Les résultats des analyses relatives au risque de récidive d’IDM manquent de cohérence et, dans le groupe le plus exposé (309 sujets seulement), alors que la pratique du vélo apparaît protectrice (HR = 0,54 [0,34-0,86]), celle des trois autres activités semble délétère (HR compris entre 1,33 et 1,58 avec de larges intervalles de confiance incluant 1). Les auteurs recommandent d’interpréter ces résultats avec prudence, et plus largement de considérer la possibilité d’une surestimation des bienfaits de l’activité physique dans cette cohorte caractérisée par des niveaux d’études et de revenus supérieurs à ceux de la population générale danoise. De plus, un certain degré de causalité inverse ne peut être exclu, l’état de santé influençant le souhait, la possibilité et le niveau de pratique d’une activité physique.

 

 

Commentaires

Est-il bénéfique ou au contraire dangereux pour la santé de pratiquer un sport ou une activité physique dans une ville polluée ? Cette étude danoise, qui repose sur l’exploitation des données d’une vaste cohorte, apporte des arguments en faveur d’un effet favorable de l’exercice, quel que soit le niveau d’exposition à la pollution.

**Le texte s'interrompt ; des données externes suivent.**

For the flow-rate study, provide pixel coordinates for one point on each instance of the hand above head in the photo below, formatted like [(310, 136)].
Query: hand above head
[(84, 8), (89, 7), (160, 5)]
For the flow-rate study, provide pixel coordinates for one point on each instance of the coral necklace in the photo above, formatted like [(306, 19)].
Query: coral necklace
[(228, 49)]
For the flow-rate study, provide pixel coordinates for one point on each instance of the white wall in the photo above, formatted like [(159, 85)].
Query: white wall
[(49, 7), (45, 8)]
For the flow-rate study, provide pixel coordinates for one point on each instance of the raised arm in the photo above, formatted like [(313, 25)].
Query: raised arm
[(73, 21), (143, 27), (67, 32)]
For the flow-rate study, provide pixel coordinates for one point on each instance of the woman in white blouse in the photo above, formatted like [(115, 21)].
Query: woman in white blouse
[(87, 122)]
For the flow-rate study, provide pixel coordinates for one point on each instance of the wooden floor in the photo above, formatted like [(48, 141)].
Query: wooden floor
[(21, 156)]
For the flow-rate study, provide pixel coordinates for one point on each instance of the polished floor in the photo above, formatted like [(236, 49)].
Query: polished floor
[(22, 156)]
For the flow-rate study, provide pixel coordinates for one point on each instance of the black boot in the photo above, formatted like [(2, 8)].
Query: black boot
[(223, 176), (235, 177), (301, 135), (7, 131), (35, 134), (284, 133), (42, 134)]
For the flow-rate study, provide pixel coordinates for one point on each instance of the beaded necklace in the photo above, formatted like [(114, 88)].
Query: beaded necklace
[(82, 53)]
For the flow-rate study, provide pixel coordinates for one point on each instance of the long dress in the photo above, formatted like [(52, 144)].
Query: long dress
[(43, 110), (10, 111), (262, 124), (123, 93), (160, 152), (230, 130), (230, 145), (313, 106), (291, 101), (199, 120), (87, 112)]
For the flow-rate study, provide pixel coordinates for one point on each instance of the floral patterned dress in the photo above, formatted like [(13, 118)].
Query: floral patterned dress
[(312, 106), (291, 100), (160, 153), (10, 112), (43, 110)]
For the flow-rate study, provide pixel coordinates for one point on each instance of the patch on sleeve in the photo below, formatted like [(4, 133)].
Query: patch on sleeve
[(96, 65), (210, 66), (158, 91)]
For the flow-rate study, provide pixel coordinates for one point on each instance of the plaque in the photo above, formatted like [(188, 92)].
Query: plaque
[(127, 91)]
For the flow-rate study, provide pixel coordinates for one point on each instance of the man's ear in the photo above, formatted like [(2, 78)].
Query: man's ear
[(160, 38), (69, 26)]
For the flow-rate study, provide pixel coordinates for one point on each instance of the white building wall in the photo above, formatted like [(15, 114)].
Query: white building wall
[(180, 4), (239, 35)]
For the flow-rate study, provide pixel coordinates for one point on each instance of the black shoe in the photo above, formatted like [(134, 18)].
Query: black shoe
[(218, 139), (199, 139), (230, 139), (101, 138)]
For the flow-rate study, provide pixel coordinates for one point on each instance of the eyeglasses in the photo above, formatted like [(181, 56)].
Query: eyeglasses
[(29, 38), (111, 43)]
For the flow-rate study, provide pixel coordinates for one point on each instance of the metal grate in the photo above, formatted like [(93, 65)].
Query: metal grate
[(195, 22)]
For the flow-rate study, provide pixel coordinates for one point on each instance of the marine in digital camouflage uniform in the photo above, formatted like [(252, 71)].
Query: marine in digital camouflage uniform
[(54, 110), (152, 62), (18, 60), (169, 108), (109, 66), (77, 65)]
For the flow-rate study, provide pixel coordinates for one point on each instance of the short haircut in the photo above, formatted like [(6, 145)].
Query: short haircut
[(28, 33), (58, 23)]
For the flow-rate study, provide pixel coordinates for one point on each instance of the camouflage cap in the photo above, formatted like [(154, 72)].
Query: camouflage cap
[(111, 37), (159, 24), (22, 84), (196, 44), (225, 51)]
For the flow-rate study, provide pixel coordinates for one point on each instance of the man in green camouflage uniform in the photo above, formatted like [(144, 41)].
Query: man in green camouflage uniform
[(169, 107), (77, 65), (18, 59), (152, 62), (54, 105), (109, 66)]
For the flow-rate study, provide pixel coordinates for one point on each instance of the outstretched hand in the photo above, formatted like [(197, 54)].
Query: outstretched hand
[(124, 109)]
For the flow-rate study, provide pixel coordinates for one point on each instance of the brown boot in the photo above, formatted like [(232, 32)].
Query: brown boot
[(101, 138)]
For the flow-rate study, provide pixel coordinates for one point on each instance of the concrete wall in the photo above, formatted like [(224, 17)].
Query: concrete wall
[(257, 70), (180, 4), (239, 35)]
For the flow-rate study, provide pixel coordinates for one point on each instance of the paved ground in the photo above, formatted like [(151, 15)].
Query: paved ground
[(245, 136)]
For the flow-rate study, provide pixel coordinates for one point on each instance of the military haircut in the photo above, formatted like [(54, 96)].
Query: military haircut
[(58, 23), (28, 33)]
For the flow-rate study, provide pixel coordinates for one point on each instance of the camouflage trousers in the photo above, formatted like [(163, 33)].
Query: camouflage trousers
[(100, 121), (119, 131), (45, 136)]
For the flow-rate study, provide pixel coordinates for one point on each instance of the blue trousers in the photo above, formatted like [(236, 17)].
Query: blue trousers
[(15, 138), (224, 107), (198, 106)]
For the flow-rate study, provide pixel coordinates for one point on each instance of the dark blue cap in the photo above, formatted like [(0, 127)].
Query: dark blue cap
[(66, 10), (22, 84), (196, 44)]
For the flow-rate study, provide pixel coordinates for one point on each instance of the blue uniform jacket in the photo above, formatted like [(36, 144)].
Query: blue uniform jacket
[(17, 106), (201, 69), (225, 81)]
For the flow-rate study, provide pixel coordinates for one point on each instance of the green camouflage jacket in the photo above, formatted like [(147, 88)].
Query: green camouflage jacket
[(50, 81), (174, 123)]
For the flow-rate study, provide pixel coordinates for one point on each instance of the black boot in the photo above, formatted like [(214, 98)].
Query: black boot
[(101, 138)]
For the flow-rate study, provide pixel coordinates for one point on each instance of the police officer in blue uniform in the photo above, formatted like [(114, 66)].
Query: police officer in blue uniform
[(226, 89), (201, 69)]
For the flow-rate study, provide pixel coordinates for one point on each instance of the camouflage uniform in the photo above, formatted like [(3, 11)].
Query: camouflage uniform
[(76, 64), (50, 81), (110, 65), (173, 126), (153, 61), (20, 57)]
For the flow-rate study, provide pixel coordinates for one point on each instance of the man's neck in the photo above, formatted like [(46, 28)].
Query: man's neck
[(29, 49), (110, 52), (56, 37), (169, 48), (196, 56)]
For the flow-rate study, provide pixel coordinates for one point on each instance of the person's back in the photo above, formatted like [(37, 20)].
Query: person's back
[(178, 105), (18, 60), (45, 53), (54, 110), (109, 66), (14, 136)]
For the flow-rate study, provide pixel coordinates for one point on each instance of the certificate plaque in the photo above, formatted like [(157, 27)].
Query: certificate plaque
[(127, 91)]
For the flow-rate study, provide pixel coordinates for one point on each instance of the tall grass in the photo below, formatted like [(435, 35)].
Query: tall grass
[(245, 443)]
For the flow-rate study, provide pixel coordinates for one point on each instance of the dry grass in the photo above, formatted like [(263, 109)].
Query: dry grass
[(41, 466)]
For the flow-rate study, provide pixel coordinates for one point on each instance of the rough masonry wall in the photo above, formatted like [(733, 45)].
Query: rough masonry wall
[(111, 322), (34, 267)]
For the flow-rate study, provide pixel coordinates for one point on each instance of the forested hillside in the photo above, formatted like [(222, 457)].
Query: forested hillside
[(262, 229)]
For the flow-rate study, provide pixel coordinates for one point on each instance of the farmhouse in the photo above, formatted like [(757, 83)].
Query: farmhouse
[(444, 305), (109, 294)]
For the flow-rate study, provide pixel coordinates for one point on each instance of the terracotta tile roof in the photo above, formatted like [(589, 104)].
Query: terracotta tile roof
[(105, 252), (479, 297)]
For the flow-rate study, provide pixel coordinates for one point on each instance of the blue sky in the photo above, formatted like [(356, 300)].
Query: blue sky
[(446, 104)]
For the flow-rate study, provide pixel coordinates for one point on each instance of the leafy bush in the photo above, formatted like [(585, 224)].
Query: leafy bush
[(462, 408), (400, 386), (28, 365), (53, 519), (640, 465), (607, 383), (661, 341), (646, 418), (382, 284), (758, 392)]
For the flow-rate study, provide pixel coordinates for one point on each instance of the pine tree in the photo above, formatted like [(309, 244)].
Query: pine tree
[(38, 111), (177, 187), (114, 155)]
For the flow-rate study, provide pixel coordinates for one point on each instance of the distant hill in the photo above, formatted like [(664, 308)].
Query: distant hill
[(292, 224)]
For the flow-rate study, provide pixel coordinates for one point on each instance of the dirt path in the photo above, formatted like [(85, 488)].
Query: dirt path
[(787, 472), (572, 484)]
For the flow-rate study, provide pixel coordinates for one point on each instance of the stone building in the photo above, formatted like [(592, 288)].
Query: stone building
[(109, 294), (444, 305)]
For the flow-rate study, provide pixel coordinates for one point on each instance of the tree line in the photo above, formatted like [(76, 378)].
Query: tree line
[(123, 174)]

Les auteurs soulignent eux-mêmes la prudence qui doit être conservée dans l’interprétation de leurs résultats, en raison de limites méthodologiques. Ainsi, l’exposition à la pollution atmosphérique a été estimée en fonction des niveaux de NO2 modélisés à l’adresse postale. On n’a donc pas directement les niveaux d’exposition à l’ozone ou aux particules. Les changements d’adresse ne sont pas signalés. L’exposition réelle pendant les activités physiques est difficile à estimer : l’adresse est un bon proxy de l’exposition pour les activités de jardinage (et encore, il existe des jardins partagés) mais beaucoup moins pour les déplacements à pieds ou à vélo et pour les activités sportives. Il est possible que certains participants renoncent à pratiquer leur sport les jours de pics de pollution. Il est possible que le bénéfice de l’activité physique soit surestimé dans cette cohorte plus éduquée et aisée (donc potentiellement en meilleure santé) que la population générale danoise. Il est possible, et même probable, qu’une meilleure santé permette de pratiquer plus d’activité physique.

Néanmoins, ces résultats sont cohérents avec ceux d’une littérature déjà riche sur le sujet. Quelles que soient les méthodes, et donc avec des limites et des biais différents, les conclusions vont très généralement dans le sens d’un effet bénéfique de l’activité physique sur la santé, même dans des conditions non optimales d’exposition à la pollution.

Beaucoup d’inconnues restent cependant à lever avant de pouvoir, par exemple, conseiller à chacun selon son profil (enfant, adulte, athlète, personne âgée) d’adapter l’intensité de son activité sportive en fonction du niveau de la pollution atmosphérique. Là est pourtant la question qui est régulièrement posée aux experts par le public et les décideurs, notamment lors de chaque épisode de pic de pollution.

Georges Salines

 


Publication analysée :

* Kubesch NJ1, Therming Jørgensen J, Hoffmann B, et al. Effects of leisure-time and transport-related physical activities on the risk of incident and recurrent myocardial infarction and interaction with traffic-related air pollution: a cohort study. J Am Heart Assoc 2018 ; 7 : e009554. doi : 10.1161JAHA.118.009554

1 Environmental Epidemiology Group, Section of Environmental Health, Department of Public Health, University of Copenhagen, Danemark.